Showing posts with label art. Show all posts
Showing posts with label art. Show all posts

14 November 2018

warm museum on a cold day.


there is talk of snow tomorrow, and this was a day for bundling baby into his bunting, cradling a foam-kissed coffee, and wending across the great lawn to spend a few good hours in the european painting wing at the met. it's a tempo we have known since that very first museum stroll when he was but six weeks new: wander, nurse, snooze, again. i had a good laugh with myself: folks travel the world to lay their eyes on the galleries that francis brown naps inside.

with boy in dreams, i got lost in the maritime oil paintings of j.m.w. turner and added him to my miles-long, and growing, list of people and places, words and ideas i want to know more about. and then: rounding the corner that brings into view the very scenes i could climb into and spin out a lifetime inside (rose-pink, a lesson, a violin, the opera, the barre, the little one in bronze, the very thought of a star) i heard a singsong-chirp and a happy-paw of palms lifted as if to say, let me see. as if to say, i love them, too.

26 October 2018

a wander through the cloisters.


a pair of weeks ago, when my dad and christy were here with us, we drove up to the cloisters one sunny afternoon and i stood once again in jaw-dropped awe at the serene beauty of this hilltop bouquet of art, architecture, and gardens of medieval europe. bundled in our woolies, we wandered in and out of chapels and halls and light-filled spaces, listened in on a talk describing beekeeping practices in the middle ages, and meandered gardens brimming with rare species of flowers and herbs and trees useful to medicine, housekeeping, and craft making in medieval monastic life. as always, my breath hooked in my chest at sight of the flemish hunt of the unicorn tapestries and windows shining with bright stained glass. as always, when the day was done, we headed southward in disbelief that something so peacefully picturesque could possibly exist on this hustling-bustling island. it feels so utterly far away in space and time. 

16 March 2016

say it simple.


this public art installation is currently hand-painted on the corner of houston and mott streets. it's a lovely thing to stumble upon.

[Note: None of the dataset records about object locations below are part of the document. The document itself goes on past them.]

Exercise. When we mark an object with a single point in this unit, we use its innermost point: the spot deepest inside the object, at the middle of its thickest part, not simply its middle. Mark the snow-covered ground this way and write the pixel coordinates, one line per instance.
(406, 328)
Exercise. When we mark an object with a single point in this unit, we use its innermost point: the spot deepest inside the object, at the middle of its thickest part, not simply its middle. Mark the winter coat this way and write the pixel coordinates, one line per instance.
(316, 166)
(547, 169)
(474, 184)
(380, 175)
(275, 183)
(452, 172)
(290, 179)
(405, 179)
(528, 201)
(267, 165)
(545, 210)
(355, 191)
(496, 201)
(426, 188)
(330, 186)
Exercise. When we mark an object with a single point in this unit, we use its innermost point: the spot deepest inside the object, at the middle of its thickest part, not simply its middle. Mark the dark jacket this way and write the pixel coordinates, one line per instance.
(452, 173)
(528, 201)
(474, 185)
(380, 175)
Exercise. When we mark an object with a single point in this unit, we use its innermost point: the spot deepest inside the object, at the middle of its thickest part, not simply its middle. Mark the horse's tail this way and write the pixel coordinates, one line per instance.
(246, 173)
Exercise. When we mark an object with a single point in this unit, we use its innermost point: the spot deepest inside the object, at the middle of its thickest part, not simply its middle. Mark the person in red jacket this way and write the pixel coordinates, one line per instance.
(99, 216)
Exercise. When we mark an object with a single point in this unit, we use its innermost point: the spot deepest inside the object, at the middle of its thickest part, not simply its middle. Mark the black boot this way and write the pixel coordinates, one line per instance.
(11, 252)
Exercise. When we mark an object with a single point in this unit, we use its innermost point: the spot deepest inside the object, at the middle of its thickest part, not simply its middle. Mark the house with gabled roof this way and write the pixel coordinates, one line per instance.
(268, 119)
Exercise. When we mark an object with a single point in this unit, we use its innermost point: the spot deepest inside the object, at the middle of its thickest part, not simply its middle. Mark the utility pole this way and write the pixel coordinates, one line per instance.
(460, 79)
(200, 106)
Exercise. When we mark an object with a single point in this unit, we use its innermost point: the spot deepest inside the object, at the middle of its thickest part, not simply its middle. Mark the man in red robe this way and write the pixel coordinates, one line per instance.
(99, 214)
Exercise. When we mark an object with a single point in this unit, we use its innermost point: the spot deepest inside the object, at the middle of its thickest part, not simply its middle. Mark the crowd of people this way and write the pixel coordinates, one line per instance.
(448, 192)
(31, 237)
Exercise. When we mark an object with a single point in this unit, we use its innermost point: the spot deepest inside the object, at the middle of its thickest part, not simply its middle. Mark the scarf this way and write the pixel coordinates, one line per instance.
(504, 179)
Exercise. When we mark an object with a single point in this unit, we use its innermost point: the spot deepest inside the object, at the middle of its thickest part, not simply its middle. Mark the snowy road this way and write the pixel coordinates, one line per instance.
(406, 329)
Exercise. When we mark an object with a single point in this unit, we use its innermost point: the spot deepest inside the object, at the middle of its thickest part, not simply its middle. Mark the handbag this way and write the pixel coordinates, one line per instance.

thirty years ago, the artists looked upon a bulletin board hanging in a ceramic factory in thailand and saw this code of conduct looking back. the text has lived many lives since then -- as a postcard, a screen print, a book cover, a mural on a wall in zurich. every time the artists reproduce it, they work from stencils they created from a photograph.

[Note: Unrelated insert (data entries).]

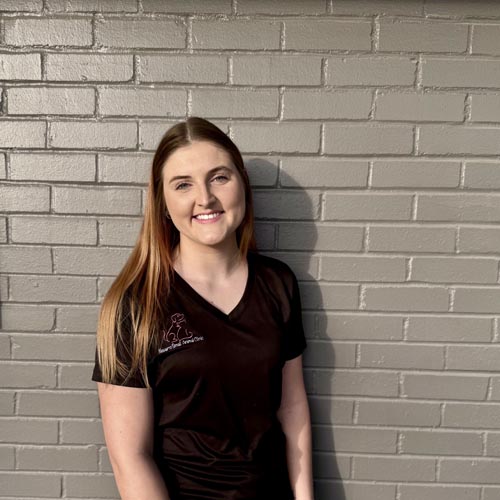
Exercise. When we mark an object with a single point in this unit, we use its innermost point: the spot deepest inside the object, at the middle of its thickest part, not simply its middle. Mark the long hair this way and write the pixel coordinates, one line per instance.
(144, 282)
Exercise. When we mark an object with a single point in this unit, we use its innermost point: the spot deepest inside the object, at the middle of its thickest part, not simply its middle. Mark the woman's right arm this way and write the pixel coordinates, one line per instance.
(127, 418)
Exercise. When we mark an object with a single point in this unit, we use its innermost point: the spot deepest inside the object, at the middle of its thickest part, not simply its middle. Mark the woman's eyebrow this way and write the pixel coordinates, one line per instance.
(210, 172)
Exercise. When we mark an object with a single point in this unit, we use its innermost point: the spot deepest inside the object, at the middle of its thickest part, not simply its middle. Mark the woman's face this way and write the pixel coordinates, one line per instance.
(204, 194)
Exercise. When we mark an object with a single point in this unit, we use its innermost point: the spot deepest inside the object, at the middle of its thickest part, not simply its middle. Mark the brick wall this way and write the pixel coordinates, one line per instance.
(371, 132)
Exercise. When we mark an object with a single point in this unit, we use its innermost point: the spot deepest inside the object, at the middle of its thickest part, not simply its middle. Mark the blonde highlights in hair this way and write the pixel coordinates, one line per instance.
(144, 282)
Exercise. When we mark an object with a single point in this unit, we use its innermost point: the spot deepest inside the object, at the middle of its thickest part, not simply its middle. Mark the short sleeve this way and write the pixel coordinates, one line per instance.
(294, 341)
(123, 352)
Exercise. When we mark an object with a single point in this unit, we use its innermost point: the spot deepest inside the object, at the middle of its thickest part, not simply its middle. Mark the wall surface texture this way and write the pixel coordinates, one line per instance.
(371, 130)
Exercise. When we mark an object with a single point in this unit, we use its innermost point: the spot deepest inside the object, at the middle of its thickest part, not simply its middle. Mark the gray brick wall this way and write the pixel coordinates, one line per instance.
(371, 130)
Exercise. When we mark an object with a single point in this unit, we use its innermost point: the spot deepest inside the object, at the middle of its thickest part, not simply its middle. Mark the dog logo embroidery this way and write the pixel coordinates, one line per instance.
(178, 334)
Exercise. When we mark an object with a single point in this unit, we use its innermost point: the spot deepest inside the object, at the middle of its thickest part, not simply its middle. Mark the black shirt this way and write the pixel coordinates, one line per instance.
(216, 383)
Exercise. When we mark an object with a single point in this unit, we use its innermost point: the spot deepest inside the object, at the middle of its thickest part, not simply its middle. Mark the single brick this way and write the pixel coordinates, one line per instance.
(356, 383)
(40, 376)
(400, 356)
(328, 297)
(140, 33)
(91, 5)
(90, 486)
(471, 415)
(460, 72)
(30, 485)
(415, 173)
(27, 318)
(344, 139)
(363, 206)
(78, 459)
(188, 6)
(127, 168)
(59, 404)
(398, 413)
(20, 67)
(325, 410)
(478, 239)
(104, 200)
(89, 67)
(406, 298)
(54, 230)
(276, 70)
(50, 101)
(327, 34)
(459, 207)
(75, 376)
(183, 68)
(321, 172)
(74, 135)
(451, 8)
(413, 239)
(18, 259)
(306, 236)
(289, 137)
(370, 70)
(485, 108)
(416, 36)
(262, 171)
(58, 347)
(290, 7)
(119, 232)
(477, 470)
(52, 167)
(444, 139)
(236, 34)
(22, 134)
(241, 103)
(444, 387)
(76, 431)
(394, 469)
(486, 39)
(52, 289)
(412, 107)
(301, 104)
(89, 261)
(449, 329)
(417, 492)
(362, 268)
(152, 131)
(353, 440)
(477, 300)
(48, 32)
(454, 270)
(22, 5)
(356, 327)
(482, 175)
(142, 102)
(24, 198)
(473, 358)
(381, 7)
(24, 430)
(77, 318)
(286, 204)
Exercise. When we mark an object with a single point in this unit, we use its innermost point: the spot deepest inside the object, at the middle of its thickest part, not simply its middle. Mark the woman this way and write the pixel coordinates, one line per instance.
(200, 341)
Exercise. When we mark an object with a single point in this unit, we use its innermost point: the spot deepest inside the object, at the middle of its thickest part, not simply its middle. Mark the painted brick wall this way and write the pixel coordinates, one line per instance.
(371, 132)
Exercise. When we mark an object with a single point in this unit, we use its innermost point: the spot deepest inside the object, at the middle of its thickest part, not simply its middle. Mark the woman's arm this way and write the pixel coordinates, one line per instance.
(127, 417)
(295, 420)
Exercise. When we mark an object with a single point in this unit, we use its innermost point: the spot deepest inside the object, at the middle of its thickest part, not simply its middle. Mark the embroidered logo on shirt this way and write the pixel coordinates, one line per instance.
(178, 334)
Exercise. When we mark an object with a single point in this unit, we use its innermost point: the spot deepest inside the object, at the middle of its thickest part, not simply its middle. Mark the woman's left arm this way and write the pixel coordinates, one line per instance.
(295, 420)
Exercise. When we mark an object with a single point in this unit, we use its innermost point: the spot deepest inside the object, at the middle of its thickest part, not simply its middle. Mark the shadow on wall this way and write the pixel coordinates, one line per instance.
(285, 227)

it's called how to work better, but it seems to me a valuable, enduring approach to the everyday -- really, simply, how to live better.

16 September 2014

worlds might be revealed by scrutinizing the ordinary.


over the weekend, i happened upon an incredible exhibit at the met. it showcases the work of garry winogrand, a photographer of american life, particularly in new york city, from the 1950s to 1980s. i was previously unfamiliar with his work and now i cannot stop thinking about the images i saw this weekend. 

i find street photography terribly fascinating -- it's just so real. these photographs capture those post-war years so rawly and honestly -- central park protests, airport scenes, zoo animals, politicians, hippies, lovers, daily life -- and winogrand's candid style really echoes with me. if there is anything at all i would like to capture with my own camera, it is how life really was -- how it really is. 

if you are in or around new york and interested, the exhibit runs through september 21. the title of this post comes from the sign at the entrance. i love that thought -- all that we might gain by paying attention to (and even celebrating!) life's small, ordinary moments.